1192年(建久3年)惣領である大江親広が寒河江荘の地頭職を相続し[注 13]、以後親広の子孫が伝領。13世紀末頃、広元の四世孫元顕の代に初めて当地に入部したとされる(それまでは目代による統治)[注 14]。
南北朝時代に入り、南朝方に与した元顕の子元政は1359年(延文4年・正平14年)北朝より派遣された斯波兼頼との戦で討ち死。跡を継いだ元政の子時茂は一族を寒河江荘各地に配置し、防禦に備えた。当地には次男大江元時が配され、左沢楯山城に拠った[35]。
1368年(応安元年・正平23年)、元時は斯波最上氏との漆川の戦い(現本郷地区大字荻野)で敗れ、荻袋盾(現本郷地区大字荻野)に拠っていた次男大江冬政ら一族60数名と自刃。

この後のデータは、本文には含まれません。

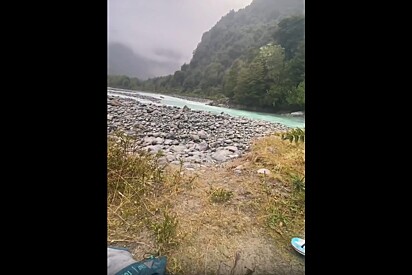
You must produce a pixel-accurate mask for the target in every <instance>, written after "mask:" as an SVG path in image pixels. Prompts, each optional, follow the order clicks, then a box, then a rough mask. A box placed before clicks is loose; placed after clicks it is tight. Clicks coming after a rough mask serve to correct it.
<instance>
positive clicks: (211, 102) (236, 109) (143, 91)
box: [107, 87, 305, 118]
mask: <svg viewBox="0 0 412 275" xmlns="http://www.w3.org/2000/svg"><path fill="white" fill-rule="evenodd" d="M107 88H108V89H112V90H116V91H126V92H131V93H138V92H142V93H153V94H157V95H159V96H171V97H176V98H180V99H186V100H190V101H194V102H200V103H205V104H206V105H209V106H216V107H222V108H227V109H232V110H241V111H250V112H258V113H264V114H268V115H279V116H285V117H302V118H305V112H304V111H303V110H301V111H296V112H271V111H270V110H268V109H267V108H259V107H247V106H243V105H234V104H228V103H220V102H219V100H213V99H206V98H200V97H192V96H184V95H179V94H167V93H159V92H153V91H138V90H126V89H120V88H113V87H107ZM152 98H153V99H154V100H158V99H157V98H154V97H152Z"/></svg>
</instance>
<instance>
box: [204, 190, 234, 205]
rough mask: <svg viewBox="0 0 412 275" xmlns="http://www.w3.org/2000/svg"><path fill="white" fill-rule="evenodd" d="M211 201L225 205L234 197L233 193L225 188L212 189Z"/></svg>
mask: <svg viewBox="0 0 412 275" xmlns="http://www.w3.org/2000/svg"><path fill="white" fill-rule="evenodd" d="M209 194H210V200H211V201H212V202H215V203H223V202H227V201H229V200H230V199H231V198H232V197H233V192H232V191H228V190H225V189H223V188H217V189H212V190H211V191H210V192H209Z"/></svg>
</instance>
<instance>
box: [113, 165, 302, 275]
mask: <svg viewBox="0 0 412 275" xmlns="http://www.w3.org/2000/svg"><path fill="white" fill-rule="evenodd" d="M247 167H248V162H247V160H246V159H245V158H241V159H236V160H233V161H231V162H228V163H226V164H224V165H220V166H218V167H216V166H211V167H205V168H203V169H201V170H198V171H185V172H184V173H185V174H186V176H189V177H192V178H194V180H193V181H191V183H190V184H188V186H186V187H185V188H183V189H182V191H181V192H179V193H178V194H177V195H176V196H174V197H173V198H171V199H172V200H173V203H172V205H173V209H171V210H172V211H173V212H175V213H176V214H177V217H178V220H179V228H178V232H179V234H178V235H179V246H178V247H177V248H176V249H174V250H172V251H171V253H170V254H169V255H167V257H168V269H169V270H173V272H174V273H175V274H218V275H223V274H230V275H233V274H239V275H240V274H242V275H243V274H255V275H257V274H304V273H305V257H304V256H302V255H300V254H298V253H297V252H296V251H294V250H293V248H292V247H291V245H290V239H285V238H284V237H282V236H280V235H279V237H278V238H276V237H274V235H273V234H268V230H269V229H268V228H267V227H266V226H265V223H264V217H262V215H261V211H259V209H258V207H257V205H258V203H259V202H260V201H259V200H261V199H262V198H261V197H259V196H258V193H259V191H258V190H261V186H259V185H260V184H262V183H261V181H259V177H258V176H257V175H256V174H255V173H253V171H250V170H248V169H247ZM211 188H214V189H215V188H224V189H225V190H230V191H232V192H233V197H232V198H231V200H230V201H228V202H226V203H223V204H222V203H211V201H210V197H209V194H210V190H211ZM275 236H276V235H275ZM302 236H303V237H304V232H302V234H301V236H299V237H302ZM110 245H111V246H126V247H127V248H129V250H130V251H131V252H132V254H133V255H134V257H135V259H136V260H139V259H142V258H144V257H145V256H147V254H150V251H151V249H152V248H153V247H154V244H153V241H151V238H150V237H149V236H145V234H144V233H142V234H141V236H140V237H139V240H136V241H132V242H113V243H111V244H110Z"/></svg>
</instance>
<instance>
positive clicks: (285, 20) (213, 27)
mask: <svg viewBox="0 0 412 275" xmlns="http://www.w3.org/2000/svg"><path fill="white" fill-rule="evenodd" d="M263 10H265V9H263ZM246 12H250V11H247V10H246V11H245V10H240V11H239V12H234V11H231V12H230V13H228V14H227V15H226V16H224V17H222V19H221V20H220V21H219V22H218V23H217V24H216V25H215V27H213V28H212V29H211V30H210V31H208V32H206V33H205V34H204V35H203V37H202V41H201V42H200V43H199V45H198V47H197V48H196V50H195V51H194V53H193V58H192V60H191V62H190V64H184V65H183V66H181V69H180V70H178V71H176V72H175V73H174V74H172V75H168V76H163V77H156V78H151V79H148V80H145V81H142V80H139V79H137V78H129V77H127V76H108V85H109V86H112V87H118V88H125V89H136V90H144V91H153V92H162V93H171V94H182V95H190V96H196V97H202V98H211V99H218V100H219V101H221V102H227V103H228V104H229V105H230V104H233V105H240V106H244V107H245V108H251V109H253V108H262V109H263V108H264V109H267V110H270V111H273V112H278V111H297V110H304V109H305V37H304V29H305V18H304V15H295V16H290V17H286V18H284V19H282V20H281V21H280V22H279V23H278V24H276V23H275V21H273V18H272V17H274V18H276V16H277V15H276V14H275V13H273V12H270V11H268V14H267V15H266V17H265V16H262V17H259V16H252V17H247V16H246V15H247V14H246ZM271 16H272V17H271ZM245 18H249V20H248V21H247V22H248V23H247V24H245V23H244V22H245ZM250 18H251V19H250ZM262 18H266V21H265V20H263V19H262ZM268 18H272V19H268Z"/></svg>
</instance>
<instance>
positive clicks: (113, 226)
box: [107, 133, 305, 275]
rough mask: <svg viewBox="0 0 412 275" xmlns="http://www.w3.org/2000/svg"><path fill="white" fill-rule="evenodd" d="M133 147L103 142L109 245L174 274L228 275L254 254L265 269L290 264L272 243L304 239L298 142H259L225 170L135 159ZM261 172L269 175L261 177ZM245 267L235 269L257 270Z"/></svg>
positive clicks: (302, 209) (301, 145)
mask: <svg viewBox="0 0 412 275" xmlns="http://www.w3.org/2000/svg"><path fill="white" fill-rule="evenodd" d="M133 142H134V141H133V140H132V139H130V138H128V137H126V136H124V135H123V134H121V133H118V134H117V135H116V136H115V137H113V138H109V140H108V197H107V200H108V238H109V239H108V244H110V245H114V244H115V245H117V246H120V245H121V246H126V247H128V248H129V249H130V250H131V251H132V252H133V253H132V254H133V255H134V256H135V258H136V259H137V260H139V259H142V258H143V257H144V256H145V255H147V254H151V255H166V256H167V257H168V264H167V268H168V272H169V274H171V275H174V274H218V273H219V274H223V273H224V274H229V273H230V272H234V268H235V262H237V260H236V261H235V259H237V257H238V256H239V254H238V252H239V251H243V253H244V254H245V255H256V257H257V259H260V261H261V262H260V263H256V264H257V268H261V269H262V270H263V268H265V265H266V270H270V268H273V266H271V265H270V264H272V265H273V263H277V262H280V261H284V262H291V261H292V260H289V258H285V259H287V260H284V259H283V258H282V257H283V256H279V255H278V256H276V255H277V254H273V253H278V252H276V251H277V250H279V249H278V248H276V249H273V250H271V248H270V247H271V246H270V244H271V243H272V241H274V240H275V241H279V242H283V243H285V244H289V241H290V239H289V238H290V237H292V236H301V235H302V234H303V235H304V203H305V178H304V175H305V170H304V164H305V160H304V144H303V143H295V142H292V143H291V142H289V141H288V140H282V138H281V137H280V136H276V135H273V136H270V137H266V138H260V139H258V140H256V142H255V143H254V144H252V147H251V152H250V153H249V154H248V155H246V156H245V157H242V158H240V159H237V160H235V161H232V162H231V163H228V164H227V165H226V166H225V167H223V168H222V167H214V166H212V167H208V168H205V169H204V170H199V171H185V170H184V169H183V165H182V163H181V165H179V166H177V167H172V166H160V165H159V163H158V158H159V155H150V154H147V153H144V152H134V153H133V150H132V149H133ZM239 165H242V166H243V168H242V169H241V170H242V173H241V174H240V175H239V174H236V173H234V172H233V169H234V167H237V166H239ZM260 168H267V169H269V170H270V171H271V173H270V174H269V175H258V174H257V173H256V171H257V170H258V169H260ZM268 238H269V239H268ZM262 247H263V248H265V249H269V250H264V249H263V248H262ZM262 249H263V250H262ZM283 251H285V254H286V256H285V257H291V255H293V254H291V252H290V251H289V252H288V250H287V249H283ZM288 253H289V254H288ZM292 253H293V251H292ZM254 257H255V256H254ZM274 257H276V258H274ZM262 259H263V260H264V259H266V262H265V261H263V260H262ZM242 260H244V257H243V258H242V259H240V261H239V264H238V266H248V268H249V269H253V268H254V267H253V266H252V265H248V263H247V262H241V261H242ZM225 268H226V271H224V270H225ZM242 268H243V267H242ZM257 273H258V272H257ZM235 274H237V273H235Z"/></svg>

しかし、元時の長男氏政らは楯山城に残存し、後に左沢氏を称し国人としての独立性を高めていった。
1584年(天正12年)、最上義光の攻勢を受けた寒河江大江氏18代高基は敗走し、貫見盾(現七軒地区大字貫見)で自刃。大江氏は滅亡し、寒河江荘であった領域は全て最上氏の支配下に入る。

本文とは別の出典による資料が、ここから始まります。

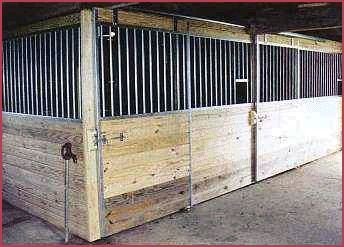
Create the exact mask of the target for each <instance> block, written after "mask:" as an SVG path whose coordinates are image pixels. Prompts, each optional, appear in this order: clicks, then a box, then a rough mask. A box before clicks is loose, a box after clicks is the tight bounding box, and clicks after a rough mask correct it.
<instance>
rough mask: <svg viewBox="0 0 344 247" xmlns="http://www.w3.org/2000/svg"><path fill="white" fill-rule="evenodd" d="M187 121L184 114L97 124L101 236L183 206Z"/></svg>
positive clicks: (173, 210)
mask: <svg viewBox="0 0 344 247" xmlns="http://www.w3.org/2000/svg"><path fill="white" fill-rule="evenodd" d="M187 123H188V122H187V115H186V113H185V112H183V113H175V114H164V115H159V116H145V117H132V118H124V119H114V120H103V121H101V122H100V126H101V133H102V135H105V138H106V144H103V145H102V160H103V173H104V175H103V183H104V200H105V203H104V204H105V212H104V214H105V215H104V217H105V219H104V224H105V227H104V229H105V235H110V234H113V233H115V232H119V231H121V230H124V229H128V228H131V227H134V226H137V225H140V224H143V223H145V222H148V221H151V220H154V219H157V218H160V217H162V216H165V215H168V214H171V213H173V212H176V211H178V210H180V209H182V208H185V207H186V206H187V203H188V174H189V172H188V169H189V153H188V127H187ZM121 133H122V134H123V140H121V139H120V138H119V137H120V134H121Z"/></svg>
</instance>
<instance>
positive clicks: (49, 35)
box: [49, 32, 54, 116]
mask: <svg viewBox="0 0 344 247" xmlns="http://www.w3.org/2000/svg"><path fill="white" fill-rule="evenodd" d="M51 39H52V37H51V32H49V84H50V116H54V109H53V71H52V69H53V68H52V42H51Z"/></svg>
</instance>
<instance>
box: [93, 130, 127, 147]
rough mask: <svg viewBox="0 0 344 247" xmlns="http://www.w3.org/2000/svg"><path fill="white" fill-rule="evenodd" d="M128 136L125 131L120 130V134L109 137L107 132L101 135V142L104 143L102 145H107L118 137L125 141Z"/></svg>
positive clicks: (99, 141) (99, 138) (115, 139)
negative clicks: (116, 135)
mask: <svg viewBox="0 0 344 247" xmlns="http://www.w3.org/2000/svg"><path fill="white" fill-rule="evenodd" d="M125 138H126V137H125V136H124V133H123V132H120V133H119V135H118V136H115V137H110V138H108V137H107V136H106V134H102V135H101V137H100V138H99V140H98V141H99V142H100V143H101V144H102V145H106V144H108V143H109V140H116V139H119V140H120V141H121V142H122V141H124V139H125Z"/></svg>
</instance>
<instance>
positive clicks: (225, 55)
mask: <svg viewBox="0 0 344 247" xmlns="http://www.w3.org/2000/svg"><path fill="white" fill-rule="evenodd" d="M224 45H225V54H224V55H225V60H224V63H225V64H224V66H225V67H224V69H225V81H224V83H225V95H224V97H225V105H227V104H228V97H227V41H224Z"/></svg>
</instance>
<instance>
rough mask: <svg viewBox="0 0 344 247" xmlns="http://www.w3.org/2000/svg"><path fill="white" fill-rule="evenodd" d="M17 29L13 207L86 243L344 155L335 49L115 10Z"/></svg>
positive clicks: (288, 39)
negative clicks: (220, 195) (71, 148)
mask: <svg viewBox="0 0 344 247" xmlns="http://www.w3.org/2000/svg"><path fill="white" fill-rule="evenodd" d="M114 18H115V20H114ZM11 35H12V36H11ZM11 35H8V37H7V38H6V39H5V40H4V41H3V79H4V80H3V85H2V86H3V89H4V90H3V113H2V117H3V124H2V128H3V136H2V138H3V139H2V140H3V141H2V144H3V151H2V155H3V196H4V199H5V200H7V201H8V202H10V203H11V204H13V205H15V206H17V207H20V208H22V209H24V210H27V211H29V212H30V213H32V214H34V215H36V216H39V217H41V218H43V219H45V220H47V221H48V222H50V223H52V224H54V225H56V226H58V227H60V228H65V227H66V226H68V228H69V231H70V232H71V233H73V234H76V235H78V236H80V237H82V238H84V239H86V240H88V241H94V240H97V239H100V238H102V237H105V236H108V235H111V234H114V233H117V232H120V231H122V230H125V229H129V228H131V227H134V226H137V225H140V224H143V223H145V222H149V221H151V220H154V219H157V218H160V217H163V216H165V215H168V214H171V213H174V212H177V211H179V210H182V209H190V208H192V207H193V206H194V205H196V204H198V203H201V202H204V201H206V200H209V199H212V198H214V197H217V196H220V195H223V194H225V193H228V192H230V191H233V190H236V189H239V188H242V187H244V186H247V185H250V184H252V183H255V182H258V181H260V180H263V179H265V178H268V177H271V176H274V175H276V174H279V173H281V172H284V171H287V170H290V169H293V168H295V167H298V166H300V165H303V164H306V163H308V162H310V161H313V160H315V159H318V158H321V157H323V156H325V155H328V154H330V153H333V152H336V151H338V150H340V149H341V135H342V132H341V107H342V99H341V95H339V94H341V93H340V92H339V88H341V67H342V66H341V57H342V55H341V44H340V43H337V42H333V41H323V42H317V41H314V40H311V39H307V38H300V37H288V36H283V35H258V36H254V37H252V35H250V34H248V33H247V31H246V29H245V28H244V27H238V26H233V25H226V24H221V23H215V22H212V21H206V20H199V19H192V18H187V17H178V18H174V17H173V16H167V15H163V14H152V13H145V12H138V11H125V10H106V9H84V10H82V11H81V13H77V14H72V15H69V16H65V17H57V18H54V19H51V20H48V21H45V22H41V23H37V24H33V25H31V26H29V27H23V28H21V29H18V30H15V31H13V33H12V34H11ZM65 143H71V144H72V150H71V151H72V152H73V153H74V154H75V155H76V157H77V162H76V163H73V161H72V160H70V161H69V162H68V163H69V170H68V171H69V189H68V192H69V195H68V198H69V200H68V203H66V200H65V184H66V183H65V178H66V169H65V164H66V162H65V161H64V160H63V158H62V157H61V147H62V146H63V145H64V144H65ZM229 208H230V207H229Z"/></svg>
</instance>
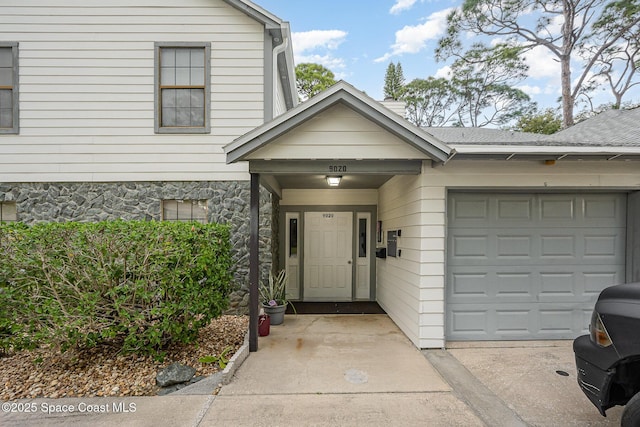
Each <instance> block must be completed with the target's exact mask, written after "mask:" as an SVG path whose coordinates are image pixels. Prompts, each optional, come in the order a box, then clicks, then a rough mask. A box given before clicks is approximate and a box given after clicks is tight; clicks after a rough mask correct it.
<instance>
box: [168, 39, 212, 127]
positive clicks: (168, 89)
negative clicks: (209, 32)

1600年(慶長5年)慶長出羽合戦が起こると上杉氏の別動隊により攻撃を受け楯山城は陥落する。最上氏の下では長尾右衛門が治めた[36]。
1622年(元和8年)、最上氏の改易により、左沢藩1万2000石が成立し、酒井直次が封じられた。直次は、当初、左沢楯山城を藩庁としていたが、ほどなく小漆川城(現大字左沢字小漆川および大字本郷己字古城裏)を築城し、城下町の整備を行った。
1630年(寛永7年)、直次は嗣子なくして没したために絶家。左沢は収公され天領となり、庄内藩の預地を経て、1632年(寛永9年)に庄内藩丸岡領との交換が成立し、庄内藩領に組み込まれた。これは、肥後藩の改易に伴い藩主加藤忠広が庄内藩預かり処分となった後、庄内藩丸岡領に出羽丸岡藩1万石として封じられた処置に因るものである。
1648年(慶安元年)、庄内藩より松山藩が分知の折、現左沢(除く大字三郷)および本郷地区は松山藩領となる。
1868年(慶應4年)、戊辰戦争後の処分により天領(長岡代官所管轄)であった現七軒地区および棚倉藩領となっていた現左沢地区大字三郷が酒田民生局に移管。